The Whole-Brain Child - Revolutionary Strategies to Nurture Your Child's Developing Mind
by Daniel J. Siegel, M.D.
This was such an interesting book. I learned a lot. I wish I'd had more time to focus on it, but what I got from reading it recently was that our children are so complex. It's not just "terrible twos" or tantrums in the teenage years. Yes, those happen, but also kids' brains are wired with chaos and crazy during certain periods in their development. Learning how to integrate their left and ride sides of their brain to work together is what most of this book was about.
The right side of the brain is about emotions, feelings, experiences.
The left side is the logic, the facts, reality.
Getting the two to work together in the same moment is key in helping someone feel at ease, confident, safe.
The authors suggest some helpful tips for working with children:
-Connect and redirect.
When your child has done something wrong instead of running in to yell at them or tell them to listen to you right now, you first address their right side of the brain by connecting with them on their level, then redirect them to the left side of the brain for some truth, reality, facts about what is going on.
For example, I went into my son's room the other day at 4 a.m. when he was wide awake and wanting to play with his toys. I was frustrated, thinking my sleep was disrupted, as was his and when his is disrupted he gets very cranky later in the day. So I walked in and instantly said, "You need to get in bed right now, Owen. It's not morning yet," in a stern voice. He instantly started crying, real tears, really upset. So I picked him up and asked in my nicer mommy voice, "What's wrong pal? Tell mama what is making you wake up and cry." He pointed to the shadows on the wall and said "They scare me, Mama. I no sleep. I pee, too."
The author would encourage me to first have gone in the room and said, "Why are you awake, bud? Why can't you sleep? What can I help you with?" instead of snapping at him. Then redirect by saying, "It's not morning yet, we need to stay asleep in our beds, OK?"
On page 29, Siegel wrote, "What kids often need, especially when they experience strong emotions, is to have someone help them use their left brain to make sense of what's going on - to put things in order and to name these big and scary right-brain feelings so they can deal with them effectively."

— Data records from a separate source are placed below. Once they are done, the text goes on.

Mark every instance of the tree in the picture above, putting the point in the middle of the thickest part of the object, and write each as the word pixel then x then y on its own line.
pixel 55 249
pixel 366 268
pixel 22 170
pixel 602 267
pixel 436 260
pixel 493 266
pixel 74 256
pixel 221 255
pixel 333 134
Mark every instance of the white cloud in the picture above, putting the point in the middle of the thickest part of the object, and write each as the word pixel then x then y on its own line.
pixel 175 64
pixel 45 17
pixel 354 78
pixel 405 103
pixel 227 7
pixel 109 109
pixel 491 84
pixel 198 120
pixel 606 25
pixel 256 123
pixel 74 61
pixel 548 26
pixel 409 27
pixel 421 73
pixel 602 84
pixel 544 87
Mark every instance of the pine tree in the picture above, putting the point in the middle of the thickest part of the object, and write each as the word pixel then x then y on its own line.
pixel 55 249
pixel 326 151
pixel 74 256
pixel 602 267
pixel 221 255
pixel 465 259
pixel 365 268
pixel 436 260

Siegel encourages you to talk with your children in a way to help them make sense of what is going on for them. When a child is scared of something that happened, you help them tell the story of what happened, who they responded, how parents responded, etc. in order to help them make sense of it and hopefully move on from it.
-Remember to remember.
Instead of asking, "how was your day?" ask "what was the best part of your day?"
-Let emotions roll by.
Siegel said one of the best things parents can do for their children is to help them understand what emotions are, name them, and learn that they are fleeting; no emotion stays forever.

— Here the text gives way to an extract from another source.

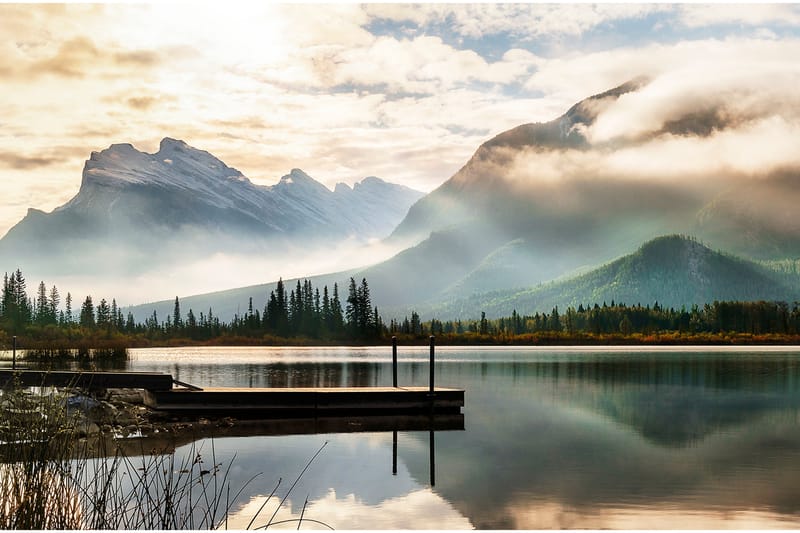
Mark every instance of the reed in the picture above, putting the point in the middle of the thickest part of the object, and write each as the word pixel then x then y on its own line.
pixel 51 479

I love this explanation of emotions the author wrote on page 103,
"... it's also true that feelings need to be recognized for what they are: temporary, changing conditions. They are states, not traits. They're like the weather. Rain is real, and we'd be foolish to stand in a downpour and act as if it weren't actually raining. But we'd be just as foolish to expect that the sun will never appear. We need to help children understand that the clouds of their emotions can (and will) roll on by. They won't feel sad or angry or hurt or lonely forever."

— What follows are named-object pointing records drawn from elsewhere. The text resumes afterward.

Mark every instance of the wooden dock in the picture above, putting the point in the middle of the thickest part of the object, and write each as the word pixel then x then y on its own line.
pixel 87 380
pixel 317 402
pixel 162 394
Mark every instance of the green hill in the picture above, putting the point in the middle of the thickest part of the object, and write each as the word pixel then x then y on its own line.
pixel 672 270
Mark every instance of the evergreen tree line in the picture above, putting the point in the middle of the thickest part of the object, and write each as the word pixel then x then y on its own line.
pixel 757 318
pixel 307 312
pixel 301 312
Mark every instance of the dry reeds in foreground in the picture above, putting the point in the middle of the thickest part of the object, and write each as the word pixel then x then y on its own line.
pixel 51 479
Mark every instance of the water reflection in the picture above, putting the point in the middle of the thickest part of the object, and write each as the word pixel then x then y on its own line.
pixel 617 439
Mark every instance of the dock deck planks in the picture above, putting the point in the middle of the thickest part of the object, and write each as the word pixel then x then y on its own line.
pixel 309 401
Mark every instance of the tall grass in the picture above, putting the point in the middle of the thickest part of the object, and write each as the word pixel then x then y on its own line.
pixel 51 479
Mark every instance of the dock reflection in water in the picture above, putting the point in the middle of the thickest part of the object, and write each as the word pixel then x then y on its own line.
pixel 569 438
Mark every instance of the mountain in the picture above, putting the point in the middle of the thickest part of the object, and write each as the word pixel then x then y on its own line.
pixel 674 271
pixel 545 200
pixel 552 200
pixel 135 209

-Instead of denying or dismissing, try teaching feelings come and go.
So instead of quickly rushing to make your children feel better or move on by saying things like, "oh, you're OK, you don't need to cry." Try saying, "I understand it's hard when you lose what you had. You know that you feel so sad right now because you can't find your toy, but remember when you were playing on the toy and you were so happy, well that feeling being happy will come again soon. Feelings change a lot don't they?"
One of my favorites is this one:
-Instead of command and demand, try playful parenting.
The picture in the book is of mom giving girl a bath.Girl screams that she wants dad to come give her a bath, but dad is helping the other sibling to bed. The first scenario is command and demand, what the author says not to do, where girl screams for dad, and mom says, "Yelling isn't going to work. If you don't stop, we won't read any stories tonight." Girl keeps screaming.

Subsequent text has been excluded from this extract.